En effet, cela fait plus d’un an que Saer Niang est maintenu à son poste de directeur général de l’organe de régulation, en toute illégalité. En effet, l’article 24 du décret 2007-546 du 25 avril 2007 indique clairement que : ‘’la direction générale de l’Armp est assurée par le directeur général, recruté sur appel d’offres, par le Conseil de régulation, sur la base de critères d’intégrité morale, de qualification et d’expérience dans les domaines juridiques, techniques et économiques des marchés publics et délégations de service public’’. A son alinéa 2, le même article dispose que ‘’le directeur général est nommé par décret sur proposition du Conseil de régulation pour un mandat de 3 ans renouvelable une seule fois’’. Il en résulte que le mandat de Saer Niang a pris fin, depuis le 31 janvier 2017. C’est par décret n°2017-349 du 24 février 2017 que le président de la République a décidé de prolonger son règne, en méconnaissance des dispositions précitées.

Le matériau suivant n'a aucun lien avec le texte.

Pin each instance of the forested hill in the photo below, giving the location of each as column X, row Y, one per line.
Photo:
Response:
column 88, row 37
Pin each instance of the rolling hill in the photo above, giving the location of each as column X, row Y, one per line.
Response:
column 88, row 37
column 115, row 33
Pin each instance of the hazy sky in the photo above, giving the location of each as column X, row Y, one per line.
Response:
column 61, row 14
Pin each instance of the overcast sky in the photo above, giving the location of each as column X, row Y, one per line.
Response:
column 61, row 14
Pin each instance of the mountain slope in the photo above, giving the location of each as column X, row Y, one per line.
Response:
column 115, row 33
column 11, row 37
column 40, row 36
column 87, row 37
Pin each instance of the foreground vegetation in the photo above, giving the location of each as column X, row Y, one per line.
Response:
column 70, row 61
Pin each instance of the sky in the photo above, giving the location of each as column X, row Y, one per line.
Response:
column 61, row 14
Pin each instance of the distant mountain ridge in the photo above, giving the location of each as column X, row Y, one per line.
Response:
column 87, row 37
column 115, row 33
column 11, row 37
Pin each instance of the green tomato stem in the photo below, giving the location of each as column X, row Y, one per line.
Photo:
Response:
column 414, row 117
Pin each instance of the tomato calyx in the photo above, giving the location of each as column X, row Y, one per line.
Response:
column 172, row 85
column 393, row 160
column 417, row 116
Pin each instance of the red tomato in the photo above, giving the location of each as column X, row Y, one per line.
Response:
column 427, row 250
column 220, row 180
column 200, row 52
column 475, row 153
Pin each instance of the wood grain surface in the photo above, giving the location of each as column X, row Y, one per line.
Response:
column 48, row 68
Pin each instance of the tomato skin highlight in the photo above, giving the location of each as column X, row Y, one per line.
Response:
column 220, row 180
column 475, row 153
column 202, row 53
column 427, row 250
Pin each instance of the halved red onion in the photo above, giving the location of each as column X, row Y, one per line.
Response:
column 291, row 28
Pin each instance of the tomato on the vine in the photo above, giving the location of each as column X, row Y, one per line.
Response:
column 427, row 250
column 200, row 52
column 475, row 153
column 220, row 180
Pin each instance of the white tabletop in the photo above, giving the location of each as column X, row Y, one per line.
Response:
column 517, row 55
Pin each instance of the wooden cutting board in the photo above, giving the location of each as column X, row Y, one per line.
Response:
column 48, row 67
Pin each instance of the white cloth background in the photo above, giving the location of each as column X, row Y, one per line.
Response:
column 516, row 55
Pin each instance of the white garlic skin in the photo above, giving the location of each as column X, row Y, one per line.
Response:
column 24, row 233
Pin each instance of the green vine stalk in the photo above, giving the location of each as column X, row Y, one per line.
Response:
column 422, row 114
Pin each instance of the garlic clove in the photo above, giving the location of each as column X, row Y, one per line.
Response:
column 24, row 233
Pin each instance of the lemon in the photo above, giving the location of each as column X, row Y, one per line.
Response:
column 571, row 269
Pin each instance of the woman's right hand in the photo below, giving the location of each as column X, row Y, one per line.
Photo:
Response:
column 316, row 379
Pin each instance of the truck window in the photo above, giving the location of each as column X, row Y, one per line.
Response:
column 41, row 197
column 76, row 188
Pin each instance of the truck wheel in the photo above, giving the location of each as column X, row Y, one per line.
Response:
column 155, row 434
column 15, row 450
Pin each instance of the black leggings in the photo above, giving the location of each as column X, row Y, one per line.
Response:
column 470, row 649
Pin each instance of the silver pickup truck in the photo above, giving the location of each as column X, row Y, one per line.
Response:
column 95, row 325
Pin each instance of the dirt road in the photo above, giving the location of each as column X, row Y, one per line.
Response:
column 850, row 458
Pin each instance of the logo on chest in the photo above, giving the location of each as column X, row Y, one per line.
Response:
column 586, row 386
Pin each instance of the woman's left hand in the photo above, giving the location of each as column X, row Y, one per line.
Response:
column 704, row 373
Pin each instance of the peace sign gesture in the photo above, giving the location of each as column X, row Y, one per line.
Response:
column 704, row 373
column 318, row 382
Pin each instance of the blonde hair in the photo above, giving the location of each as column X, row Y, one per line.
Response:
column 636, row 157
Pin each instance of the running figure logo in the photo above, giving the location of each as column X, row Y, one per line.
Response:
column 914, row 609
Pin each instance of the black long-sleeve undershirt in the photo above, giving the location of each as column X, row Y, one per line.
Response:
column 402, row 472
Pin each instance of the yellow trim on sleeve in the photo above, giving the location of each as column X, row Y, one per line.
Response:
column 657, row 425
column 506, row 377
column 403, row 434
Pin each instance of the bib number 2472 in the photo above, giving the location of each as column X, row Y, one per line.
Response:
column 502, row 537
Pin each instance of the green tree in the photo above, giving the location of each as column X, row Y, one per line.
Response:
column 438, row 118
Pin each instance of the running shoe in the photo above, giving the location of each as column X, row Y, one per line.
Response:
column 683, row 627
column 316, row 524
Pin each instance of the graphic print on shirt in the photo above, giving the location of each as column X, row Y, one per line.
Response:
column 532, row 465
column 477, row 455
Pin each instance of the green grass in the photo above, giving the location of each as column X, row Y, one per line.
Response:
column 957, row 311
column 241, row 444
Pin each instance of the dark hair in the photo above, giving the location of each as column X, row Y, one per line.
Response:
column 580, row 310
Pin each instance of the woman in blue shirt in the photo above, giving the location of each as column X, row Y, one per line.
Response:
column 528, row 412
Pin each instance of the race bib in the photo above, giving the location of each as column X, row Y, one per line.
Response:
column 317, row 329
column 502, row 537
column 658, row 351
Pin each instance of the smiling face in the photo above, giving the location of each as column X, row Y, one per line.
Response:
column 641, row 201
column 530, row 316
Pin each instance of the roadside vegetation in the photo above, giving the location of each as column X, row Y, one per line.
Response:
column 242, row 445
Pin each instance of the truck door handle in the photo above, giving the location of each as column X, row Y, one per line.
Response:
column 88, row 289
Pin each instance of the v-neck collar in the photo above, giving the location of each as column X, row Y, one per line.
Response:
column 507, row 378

Pour ces raisons, d’aucuns n’accordent plus one once de crédibilité à cet organe dont les délibérations, autrefois, étaient dogmes et faisaient les choux gras de la presse. Pour rappel, c’est par le décret n°2011-143 du 27 janvier 2011 que Saer Niang a été nommé à la tête de l’Armp en remplacement de Youssouf Sakho. Ce dernier, au terme de son premier mandat, a préféré partir volontairement. Alors que l’opposition à l’époque évoquait des pressions du pouvoir visant à le faire partir, il disait : ‘’En venant à l’Armp, il était prévu que je fasse un mandat de trois ans renouvelable une seule fois. Ce mandat, avec l’aide de Dieu, touche à sa fin.

J’ai demandé à ce que la procédure de recrutement du nouveau directeur général soit diligentée avant la fin de mon mandat afin qu’il n’y ait pas de vacance de poste’’. Il allait même plus loin, en affirmant qu’il n’a jamais fait l’objet de pression quelconque et même que la collaboration avec les autorités de l’époque était au beau fixe. ‘’Mon départ, ajoutait-il, est une question de déroulement naturel d’une carrière. Après un mandat de challenge, il faut laisser la place à un autre et passer à autre chose’’. C’était à plus de 5 mois de son départ finalement.

Apparemment, Saer Niang, plus d’un an après ses deux mandats réguliers, n’est toujours pas dans les dispositions de quitter la barque.